The eight-chapter tax and finance bill seeks to exempt overtime work from taxation; make mortgage interest payments tax deductible; all but eliminate inheritance tax; and put a 50-percent cap on overall individual taxation.
It will be debated by the new parliament after this month’s legislative election, to be held Sunday.
The latest BVA poll gives Mr. Sarkozy’s Union for a Popular Movement (UMP) party 42 percent support against 28 percent for the Socialists, who have struggled to stop their campaign dissolving into infighting and recrimination over last month’s defeat, the Associated Press reported.

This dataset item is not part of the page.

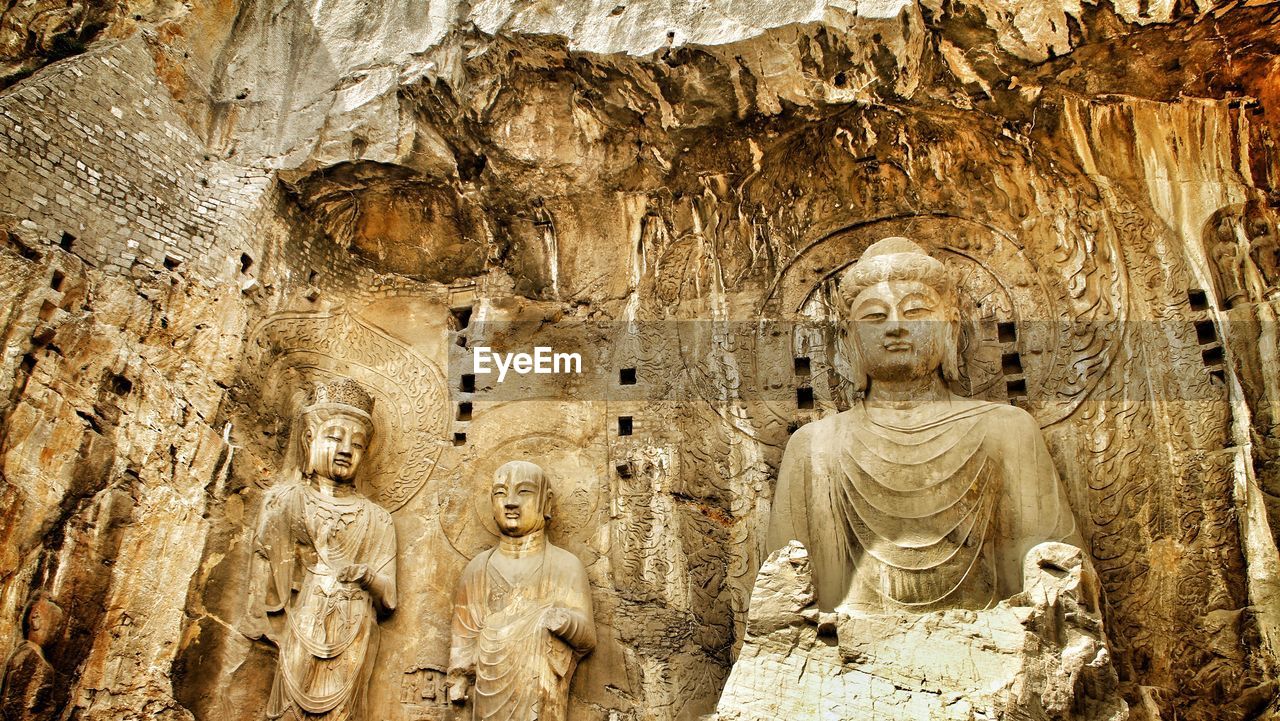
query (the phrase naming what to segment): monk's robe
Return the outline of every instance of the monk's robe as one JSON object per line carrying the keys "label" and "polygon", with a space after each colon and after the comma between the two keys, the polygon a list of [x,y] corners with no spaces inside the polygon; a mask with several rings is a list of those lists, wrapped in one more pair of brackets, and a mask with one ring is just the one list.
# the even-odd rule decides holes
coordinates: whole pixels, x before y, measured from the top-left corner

Our aim is to provoke a shock to spur confidence and growth, Prime Minister Francois Fillon told a Paris newspaper.
By enabling people to work more to earn more, Mr. Sarkozy’s plan aims to drive up consumer spending, boost economic growth and make it possible to slash France’s 8.2 percent jobless rate, among the highest in the 13-nation eurozone.

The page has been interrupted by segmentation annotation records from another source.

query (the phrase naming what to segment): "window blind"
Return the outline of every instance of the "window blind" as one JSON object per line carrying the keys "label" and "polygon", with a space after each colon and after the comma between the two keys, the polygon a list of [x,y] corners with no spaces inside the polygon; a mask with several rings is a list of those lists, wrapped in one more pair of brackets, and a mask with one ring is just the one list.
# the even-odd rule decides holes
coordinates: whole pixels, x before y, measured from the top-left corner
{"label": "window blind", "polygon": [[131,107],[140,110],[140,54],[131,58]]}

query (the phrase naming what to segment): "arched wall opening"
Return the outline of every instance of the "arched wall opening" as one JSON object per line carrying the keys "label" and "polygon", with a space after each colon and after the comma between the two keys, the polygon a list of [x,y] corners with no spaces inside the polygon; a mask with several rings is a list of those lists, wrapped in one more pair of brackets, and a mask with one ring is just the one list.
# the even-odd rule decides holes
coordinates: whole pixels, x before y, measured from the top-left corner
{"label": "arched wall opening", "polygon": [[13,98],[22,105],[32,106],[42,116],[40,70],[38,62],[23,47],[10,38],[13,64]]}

But that strategy, which the economy ministry said would cost up to $15 billion worries the European Union, which wants France to rein in its huge public deficit.
The key plank in the new bill is the proposal to exempt overtime work from taxes and social security charges, which are seen by many employers as a crippling disincentive to hire.
That would undermine the popular 35-hour work week introduced by a previous Socialist government, without taking the radical step of scrapping it entirely.
The bill also proposes tax credits of 20 percent of the interest paid for the first five years of repayments for home loans.
This measure, according to opinion polls, is one of the top topics of conversation among French people at the moment.
Mr. Sarkozy also wants to triple the amount of money parents can give tax-free to their children while still alive or when they die as inheritance; and to scrap inheritance tax for surviving partners, thus bringing France in line with most other European countries.
These measures would exonerate nine out of 10 French people from inheritance tax.
It also seeks to tighten the screw on golden parachute payouts and stock options for top executives. Severance packages would depend by law on chief executives meeting pre-agreed performance targets.